La eliminación de Italia del Mundial 2026 tras caer por penales ante Bosnia y Herzegovina en el repechaje desató una crisis histórica en el país. Por tercera vez consecutiva, la Azzurra no estará en la Copa del Mundo, un hecho inédito para una tetracampeona mundial.
El gobierno italiano reaccionó con dureza. El ministro de Deportes, Andrea Abodi, declaró que el fútbol del país “debe ser refundado” y que la crisis no puede resolverse con simples cambios superficiales. La exigencia apunta directamente a la Federación Italiana de Fútbol (FIGC), cuestionada por su gestión.
Las consecuencias políticas e institucionales no tardaron en llegar. El titular de la FIGC, Gabriele Gravina (foto abajo), presentó su renuncia, al igual que el jefe de delegación, Gianluigi Buffon, símbolo del fútbol italiano, anunciando nuevas elecciones el 22 de junio para elegir un nuevo presidente. Estas salidas marcan el inicio de una reestructuración forzada y están en línea con la advertencia de Abodi: “No podemos permitir que el deporte más popular del país siga en caída libre”.
Gravina rassegna le dimissioni, il 22 giugno a Roma si voterà per l'elezione del nuovo presidente#FIGC https://t.co/CLcvjCTQLF
— FIGC (@FIGC) April 2, 2026
La prensa italiana habló de un “tercer apocalipsis”, calificando la eliminación como la peor de todas. Columnistas como Luigi Garlando señalaron que la ausencia de Italia en los Mundiales se está convirtiendo en algo “normal”, lo que refleja la magnitud del problema estructural.
Medios como La Gazzetta dello Sport y Corriere dello Sport remarcaron que el Calcio necesita una reforma profunda, desde las divisiones juveniles hasta la Serie A. La falta de inversión en formación y la dependencia de jugadores veteranos fueron señaladas como causas del declive.
La crisis del fútbol italiano trasciende lo deportivo: afecta la imagen internacional, la economía del Calcio y la pasión de millones de hinchas. El pedido de refundación no es solo un reclamo político, sino un llamado urgente para evitar que Italia siga ausente en las grandes citas del fútbol mundial.

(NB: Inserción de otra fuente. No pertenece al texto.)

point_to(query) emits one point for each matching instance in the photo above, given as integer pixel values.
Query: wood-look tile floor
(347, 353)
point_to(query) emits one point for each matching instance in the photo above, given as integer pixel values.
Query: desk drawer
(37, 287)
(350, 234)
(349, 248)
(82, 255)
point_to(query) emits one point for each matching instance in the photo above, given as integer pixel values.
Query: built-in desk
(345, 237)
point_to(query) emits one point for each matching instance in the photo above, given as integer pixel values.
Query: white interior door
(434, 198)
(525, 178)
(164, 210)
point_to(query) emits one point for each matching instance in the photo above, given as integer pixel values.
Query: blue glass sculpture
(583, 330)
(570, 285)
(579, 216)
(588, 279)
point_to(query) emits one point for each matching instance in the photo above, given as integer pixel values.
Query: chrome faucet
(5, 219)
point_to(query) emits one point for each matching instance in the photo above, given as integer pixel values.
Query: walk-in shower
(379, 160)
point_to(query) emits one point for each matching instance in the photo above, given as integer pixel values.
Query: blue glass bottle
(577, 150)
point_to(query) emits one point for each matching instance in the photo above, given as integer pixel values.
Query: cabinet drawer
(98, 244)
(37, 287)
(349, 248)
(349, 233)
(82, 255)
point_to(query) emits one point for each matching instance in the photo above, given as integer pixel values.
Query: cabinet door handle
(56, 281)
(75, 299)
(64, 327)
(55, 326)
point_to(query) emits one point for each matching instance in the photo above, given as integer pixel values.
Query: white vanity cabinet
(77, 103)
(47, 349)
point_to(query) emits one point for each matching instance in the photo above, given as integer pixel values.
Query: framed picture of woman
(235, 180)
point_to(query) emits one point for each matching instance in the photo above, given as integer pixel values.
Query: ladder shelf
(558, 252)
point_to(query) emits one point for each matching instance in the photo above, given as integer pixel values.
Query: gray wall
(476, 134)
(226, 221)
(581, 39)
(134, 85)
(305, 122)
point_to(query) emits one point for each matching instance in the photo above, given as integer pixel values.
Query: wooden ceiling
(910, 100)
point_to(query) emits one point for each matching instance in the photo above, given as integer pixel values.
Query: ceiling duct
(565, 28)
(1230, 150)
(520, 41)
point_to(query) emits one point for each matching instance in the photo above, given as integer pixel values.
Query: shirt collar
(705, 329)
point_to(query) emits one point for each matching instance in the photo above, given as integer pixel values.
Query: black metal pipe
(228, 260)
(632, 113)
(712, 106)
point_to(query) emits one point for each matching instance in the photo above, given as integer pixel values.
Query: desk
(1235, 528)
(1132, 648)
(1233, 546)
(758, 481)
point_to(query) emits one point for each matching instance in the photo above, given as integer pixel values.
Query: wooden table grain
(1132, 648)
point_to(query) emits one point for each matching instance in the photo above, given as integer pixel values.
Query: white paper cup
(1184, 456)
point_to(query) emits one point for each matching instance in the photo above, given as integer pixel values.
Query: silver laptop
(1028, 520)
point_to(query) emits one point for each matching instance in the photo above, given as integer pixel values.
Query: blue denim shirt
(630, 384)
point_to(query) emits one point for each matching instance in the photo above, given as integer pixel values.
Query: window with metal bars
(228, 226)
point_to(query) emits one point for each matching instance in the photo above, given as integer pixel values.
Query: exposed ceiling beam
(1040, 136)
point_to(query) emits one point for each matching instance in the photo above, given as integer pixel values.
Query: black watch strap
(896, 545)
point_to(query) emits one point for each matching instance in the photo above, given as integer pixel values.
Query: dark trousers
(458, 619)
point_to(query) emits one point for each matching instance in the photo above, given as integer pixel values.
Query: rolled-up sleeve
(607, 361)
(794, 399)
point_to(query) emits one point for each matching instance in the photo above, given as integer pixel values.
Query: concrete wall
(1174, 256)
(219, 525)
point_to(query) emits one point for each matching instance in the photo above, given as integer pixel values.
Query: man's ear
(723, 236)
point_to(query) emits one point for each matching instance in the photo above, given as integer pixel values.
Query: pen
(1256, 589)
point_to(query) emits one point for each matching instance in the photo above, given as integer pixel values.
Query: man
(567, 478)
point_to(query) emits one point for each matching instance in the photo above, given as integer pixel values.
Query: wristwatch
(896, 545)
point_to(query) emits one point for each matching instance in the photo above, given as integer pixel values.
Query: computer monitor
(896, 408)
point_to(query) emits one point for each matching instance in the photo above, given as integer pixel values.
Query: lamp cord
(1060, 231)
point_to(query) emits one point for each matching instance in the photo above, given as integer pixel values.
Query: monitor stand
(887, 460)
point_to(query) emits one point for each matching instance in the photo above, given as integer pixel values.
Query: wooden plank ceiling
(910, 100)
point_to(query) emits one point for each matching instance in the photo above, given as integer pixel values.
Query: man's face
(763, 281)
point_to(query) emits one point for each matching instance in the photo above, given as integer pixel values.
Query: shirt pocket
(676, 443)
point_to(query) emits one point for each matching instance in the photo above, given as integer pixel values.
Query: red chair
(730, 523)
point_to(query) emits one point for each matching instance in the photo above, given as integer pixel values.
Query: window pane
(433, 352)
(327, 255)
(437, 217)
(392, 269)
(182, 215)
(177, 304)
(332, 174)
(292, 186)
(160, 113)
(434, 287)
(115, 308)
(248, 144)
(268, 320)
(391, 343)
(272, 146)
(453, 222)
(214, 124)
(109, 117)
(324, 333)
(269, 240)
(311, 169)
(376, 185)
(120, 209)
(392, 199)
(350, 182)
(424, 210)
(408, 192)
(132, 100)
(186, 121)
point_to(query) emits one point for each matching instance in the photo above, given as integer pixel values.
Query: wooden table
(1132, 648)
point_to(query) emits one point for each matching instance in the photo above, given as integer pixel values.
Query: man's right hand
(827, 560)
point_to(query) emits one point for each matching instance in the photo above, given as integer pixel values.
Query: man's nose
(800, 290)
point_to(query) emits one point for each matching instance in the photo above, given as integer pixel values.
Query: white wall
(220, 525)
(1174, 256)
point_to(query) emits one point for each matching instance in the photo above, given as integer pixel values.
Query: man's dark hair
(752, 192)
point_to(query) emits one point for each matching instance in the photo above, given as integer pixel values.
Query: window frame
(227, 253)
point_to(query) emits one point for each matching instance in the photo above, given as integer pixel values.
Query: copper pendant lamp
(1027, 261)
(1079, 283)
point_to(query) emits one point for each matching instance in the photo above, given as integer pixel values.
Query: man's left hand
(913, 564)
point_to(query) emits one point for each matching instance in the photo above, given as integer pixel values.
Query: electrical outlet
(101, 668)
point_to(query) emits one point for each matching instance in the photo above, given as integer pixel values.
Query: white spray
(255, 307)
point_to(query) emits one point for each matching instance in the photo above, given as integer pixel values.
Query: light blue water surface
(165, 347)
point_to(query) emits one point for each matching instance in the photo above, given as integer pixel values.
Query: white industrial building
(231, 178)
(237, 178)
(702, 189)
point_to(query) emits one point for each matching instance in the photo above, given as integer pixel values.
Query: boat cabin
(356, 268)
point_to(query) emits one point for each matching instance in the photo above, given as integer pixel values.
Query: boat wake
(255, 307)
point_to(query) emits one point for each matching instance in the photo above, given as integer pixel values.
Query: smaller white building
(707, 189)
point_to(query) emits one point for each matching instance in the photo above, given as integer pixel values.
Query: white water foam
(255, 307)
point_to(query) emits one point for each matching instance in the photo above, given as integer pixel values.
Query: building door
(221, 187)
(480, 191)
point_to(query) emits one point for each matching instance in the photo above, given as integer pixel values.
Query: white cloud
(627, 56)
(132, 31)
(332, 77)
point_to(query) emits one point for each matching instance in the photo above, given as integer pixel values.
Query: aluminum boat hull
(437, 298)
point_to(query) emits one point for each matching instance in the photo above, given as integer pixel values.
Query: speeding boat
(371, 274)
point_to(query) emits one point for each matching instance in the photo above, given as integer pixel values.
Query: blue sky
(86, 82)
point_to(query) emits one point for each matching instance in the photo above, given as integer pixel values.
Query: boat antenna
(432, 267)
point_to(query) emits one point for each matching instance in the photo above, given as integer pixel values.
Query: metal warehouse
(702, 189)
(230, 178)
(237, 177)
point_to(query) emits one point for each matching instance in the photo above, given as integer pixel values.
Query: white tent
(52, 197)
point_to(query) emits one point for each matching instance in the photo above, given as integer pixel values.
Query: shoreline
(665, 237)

Exfiguras como Alessandro Del Piero y Fabio Cannavaro coincidieron en que la crisis es estructural. Del Piero señaló que “Italia necesita volver a formar jugadores desde la base”, y aseguró tajante: “Perderse tres Mundiales seguidos es realmente imperdonable. ¿Cómo puede una nación como esta perderse toda una generación de Mundiales? Cuatro veces campeones, no han marcado un solo gol en un Mundial en 20 años”, lamentó el ídolo de la Juventus en el micrófono de Sky Sports.
En tanto, Cannavaro calificó la eliminación como “una vergüenza nacional” y reclamó cambios profundos en la FIGC y en la Serie A. Otros referentes, como Marco Materazzi, remarcaron que el problema no es solo de los entrenadores, sino de un sistema que lleva años sin producir talento competitivo a nivel internacional.
Por su parte, el técnico de la selección italiana, Gennaro Gattuso, no ocultó su dolor tras la derrota por penales ante Bosnia. En conferencia de prensa declaró: “Si hoy alguien me pincha, no sale sangre”, reflejando su estado de shock y vacío emocional. Reconoció que la eliminación fue un “mazazo difícil de digerir” y pidió disculpas a los hinchas por no haber logrado la clasificación, pero aseguró, como campeón del mundo en 2006, que la responsabilidad es suya y dejó abierta la posibilidad de dar un paso al costado para facilitar la reestructuración del fútbol italiano.